Nervous investors channeled cash into less risky assets as uncertainties resurfaced over Italy and Greece's willingness to implement tough spending budget and debt measures demanded by other Eurozone members, while Germany hardened its stand against providing them with more aid.
"Europe is where you have to be focused at this time, and Europe doesn't look good, " said Stephen Massocca, managing director at Wedbush Morgan in Bay area.
Wall Street stocks were down 1. 5% after a three-day vacation weekend, with Friday's US jobs report, which showed zero internet jobs growth, also hurting investor confidence.
The Swiss central bank set a limit of just one. 20 francs to the euro in an attempt to maintain its currency strength from damaging the economy.
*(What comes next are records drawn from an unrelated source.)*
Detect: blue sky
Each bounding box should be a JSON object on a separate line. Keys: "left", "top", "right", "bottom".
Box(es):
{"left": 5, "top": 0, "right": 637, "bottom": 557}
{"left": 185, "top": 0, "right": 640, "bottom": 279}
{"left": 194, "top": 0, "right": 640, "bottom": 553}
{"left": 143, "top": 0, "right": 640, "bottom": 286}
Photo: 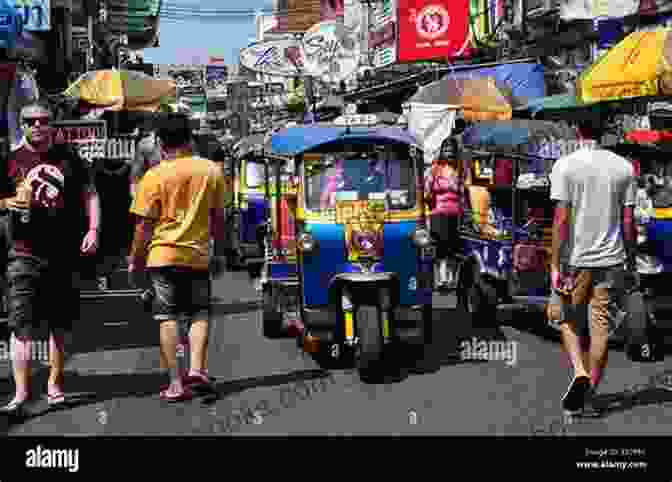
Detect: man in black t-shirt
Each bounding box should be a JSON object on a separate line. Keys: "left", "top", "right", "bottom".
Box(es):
{"left": 0, "top": 101, "right": 101, "bottom": 416}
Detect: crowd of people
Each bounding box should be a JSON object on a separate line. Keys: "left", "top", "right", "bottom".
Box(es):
{"left": 0, "top": 101, "right": 227, "bottom": 414}
{"left": 0, "top": 103, "right": 641, "bottom": 419}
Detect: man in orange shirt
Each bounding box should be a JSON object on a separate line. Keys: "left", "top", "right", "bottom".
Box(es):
{"left": 129, "top": 114, "right": 228, "bottom": 402}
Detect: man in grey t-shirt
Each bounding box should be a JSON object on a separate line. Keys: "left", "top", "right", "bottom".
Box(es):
{"left": 548, "top": 143, "right": 636, "bottom": 416}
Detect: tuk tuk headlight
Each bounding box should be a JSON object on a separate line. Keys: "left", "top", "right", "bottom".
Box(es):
{"left": 298, "top": 232, "right": 316, "bottom": 252}
{"left": 411, "top": 228, "right": 431, "bottom": 248}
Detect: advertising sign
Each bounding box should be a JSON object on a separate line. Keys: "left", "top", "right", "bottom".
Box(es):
{"left": 50, "top": 120, "right": 136, "bottom": 165}
{"left": 369, "top": 0, "right": 397, "bottom": 68}
{"left": 397, "top": 0, "right": 470, "bottom": 63}
{"left": 9, "top": 0, "right": 49, "bottom": 31}
{"left": 205, "top": 64, "right": 227, "bottom": 90}
{"left": 240, "top": 37, "right": 305, "bottom": 77}
{"left": 302, "top": 20, "right": 358, "bottom": 83}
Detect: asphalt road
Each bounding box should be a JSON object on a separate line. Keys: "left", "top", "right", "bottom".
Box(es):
{"left": 2, "top": 271, "right": 672, "bottom": 436}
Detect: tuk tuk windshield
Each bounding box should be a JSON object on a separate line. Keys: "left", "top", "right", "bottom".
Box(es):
{"left": 304, "top": 149, "right": 416, "bottom": 212}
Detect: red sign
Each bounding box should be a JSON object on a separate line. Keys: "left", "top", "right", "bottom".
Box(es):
{"left": 397, "top": 0, "right": 470, "bottom": 63}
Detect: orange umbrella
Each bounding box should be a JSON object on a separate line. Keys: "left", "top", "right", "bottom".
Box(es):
{"left": 64, "top": 69, "right": 177, "bottom": 112}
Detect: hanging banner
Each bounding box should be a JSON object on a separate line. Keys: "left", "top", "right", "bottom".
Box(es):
{"left": 302, "top": 20, "right": 359, "bottom": 83}
{"left": 397, "top": 0, "right": 470, "bottom": 63}
{"left": 50, "top": 120, "right": 136, "bottom": 165}
{"left": 239, "top": 37, "right": 305, "bottom": 77}
{"left": 369, "top": 0, "right": 397, "bottom": 68}
{"left": 8, "top": 0, "right": 50, "bottom": 31}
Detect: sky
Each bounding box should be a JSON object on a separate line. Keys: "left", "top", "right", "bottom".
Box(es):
{"left": 144, "top": 0, "right": 272, "bottom": 66}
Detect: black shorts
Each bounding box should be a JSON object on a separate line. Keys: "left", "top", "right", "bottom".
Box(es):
{"left": 430, "top": 214, "right": 459, "bottom": 259}
{"left": 149, "top": 267, "right": 211, "bottom": 322}
{"left": 7, "top": 254, "right": 80, "bottom": 338}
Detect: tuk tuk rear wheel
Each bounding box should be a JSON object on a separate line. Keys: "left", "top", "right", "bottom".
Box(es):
{"left": 355, "top": 306, "right": 384, "bottom": 380}
{"left": 459, "top": 269, "right": 497, "bottom": 325}
{"left": 262, "top": 288, "right": 284, "bottom": 338}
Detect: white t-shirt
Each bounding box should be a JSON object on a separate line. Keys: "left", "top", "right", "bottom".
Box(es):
{"left": 550, "top": 148, "right": 636, "bottom": 268}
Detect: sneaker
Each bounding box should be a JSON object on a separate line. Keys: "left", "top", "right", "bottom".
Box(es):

Global investors have poured money to the Swiss franc seeking a relatively safe asset.
The move took a few of the shine off gold, but it was not far below it's record high above $1, 900 an ounce.
US and German born government debt, perceived as safer assets amid the turmoil, rallied as well as pushed benchmark yields to historic lows.
The pan-European FTSEurofirst three hundred was down 0. 7% after falling more than 4% on Monday on renewed worries about Europe's capability to solve its debt problems.
US and European equities pared their losses after a report showed that growth in america services sector unexpectedly improved in August.
This snapshot soothed some worries how the world's biggest economy is on the brink of recession, although not enough to scale back expectations the Federal Reserve would participate in another round of monetary stimulus to boost sluggish US development.
Policy-makers on both sides of the Atlantic are struggling to generate economic fixes, as Americans and Europeans have grown skeptical as well as hostile to more proposed stimulus programs and/or steep budget cuts to lessen government debt.
G7 finance ministers and central bankers will convene within Marseilles, France starting on Friday. The two-day meeting could reveal further erosion one of the world's wealthiest nations to allowing markets to set exchange prices.
"The G7 normally supports 'free-floating' currency policies (often as a veiled push for China to allow yuan appreciate faster). However, the group will be at odds this week to keep to that line, given coordinated G7 efforts in March to weaken the yen and efforts by a minimum of three of the seven G7 members to depreciate local currencies within the last year or so, " Rebecca Patterson, chief market strategist along with JP Morgan Asset Management, wrote in a client note upon Tuesday.
World stocks as measured by MSCI fell 1. 6%, whilst Japan's Nikkei closed off 2. 2%.
After the Swiss Nationwide Bank announcement, the euro was trading at just above the central bank's new target of just one. 20 Swiss francs after being at around 1. 10 francs. It fell to some record low 1. 0075 on Aug. 9.
The euro touched an eight-week low from the dollar and was last trading at $1. 3979.
Ten-year German born and US government debt yields stayed near historic lows beneath 2%, signaling that the intensive search for safety was ongoing.
The Swiss central bank's move rocked a number of additional assets, notably gold. It lost some allure to trade from $1, 873 an ounce after touching a record high from $1, 920.
In the oil market, US crude futures with regard to October delivery were down $2. 09 at $84. 36 the barrel after touching a session low of $83. 20.